Li acted as an agent for Cheng to take bribes in exchange for selling state land cheaply, awarding development contracts and commodities quotas and promoting colleagues.
Such was his influence that a photograph in his company could help to seal a deal, said Coulter, who knew Cheng for five years.
“Just the fact that people working with me realised that Cheng Kejie was patronizing me always stood me in good stead,” he said.
But ultimately, it was Cheng’s weakness for women which led to his downfall, according to Coulter.

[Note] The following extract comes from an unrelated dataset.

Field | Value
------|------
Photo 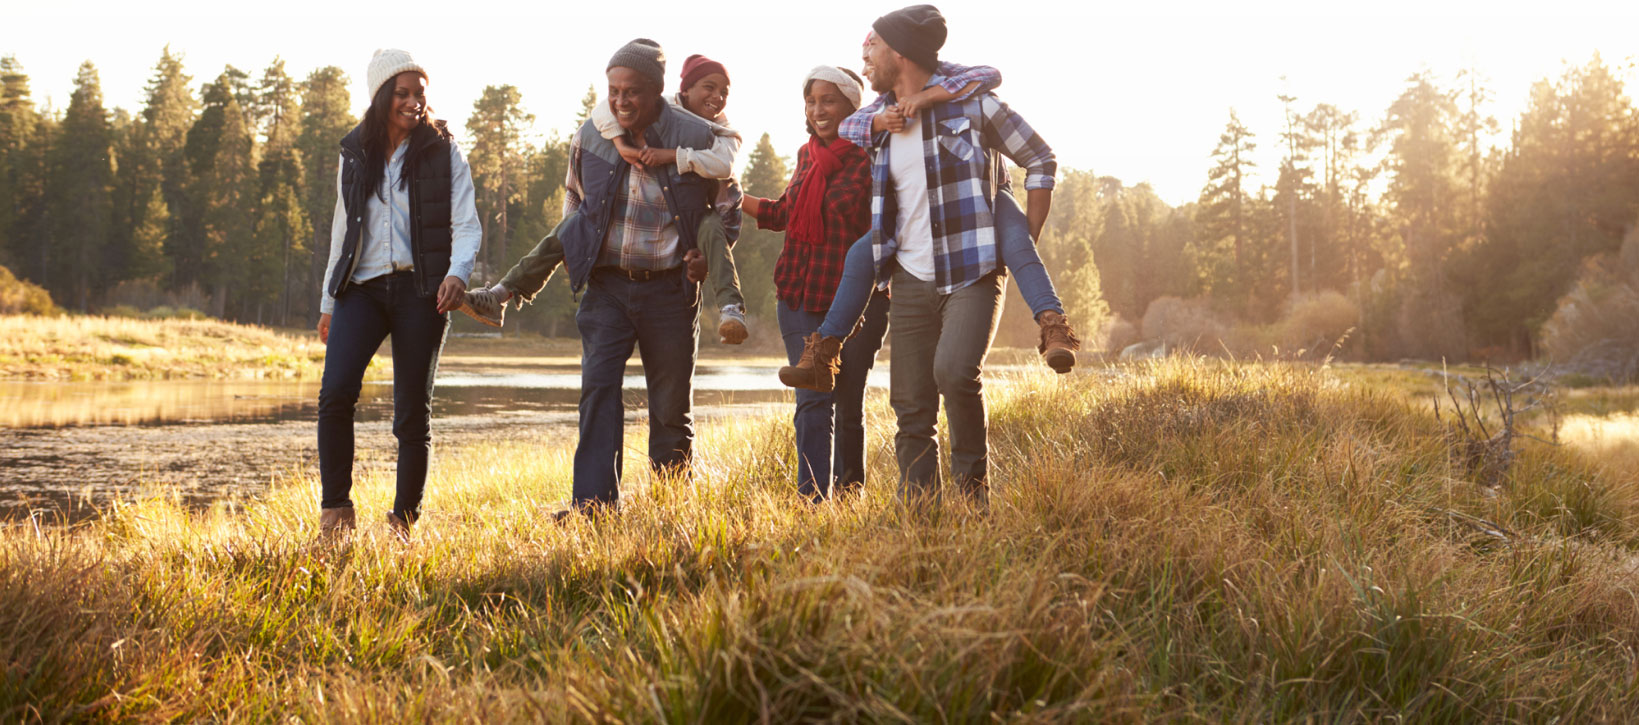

“He was a playboy,” he said, citing a trip to Australia when Cheng, 67, who was married, had an open affair with his twenty-something Chinese interpreter.
Coulter said he did not doubt Cheng took the bribes, but he blamed Li for soliciting the money and for continuing to abuse Cheng’s power in Guangxi after his move to Beijing.
Cheng’s affair with Li, who was married to the son of a former Guangxi government chairman, also won him powerful enemies who plotted against him once he moved to Beijing, he said.
Li was sentenced to life imprisonment, escaping the death penalty by giving investigators details of Cheng’s crimes and by helping to recover their booty.
“If Cheng had stayed on as governor in Guangxi, this wouldn’t have happened, but he was promoted way above his capabilities,” said Coulter.
“When he got to Beijing he had this very high profile job without much power. He was really an easy target. When the local politics of Guangxi spilled over into Beijing, there was no alternative but to prosecute him.”
Coulter said contacts in Guangxi had been reluctant to talk about the case, beyond echoing state media headlines.
“There’ll be a backlash — anyone on the take before will be very careful,” he said.
“Yet all the wheeler dealers I know just think ‘I better make sure I’ve paid my power brokers so I don’t get my dirty washing hung out’.”
“And there won’t be any race to get to Beijing at that level any more.”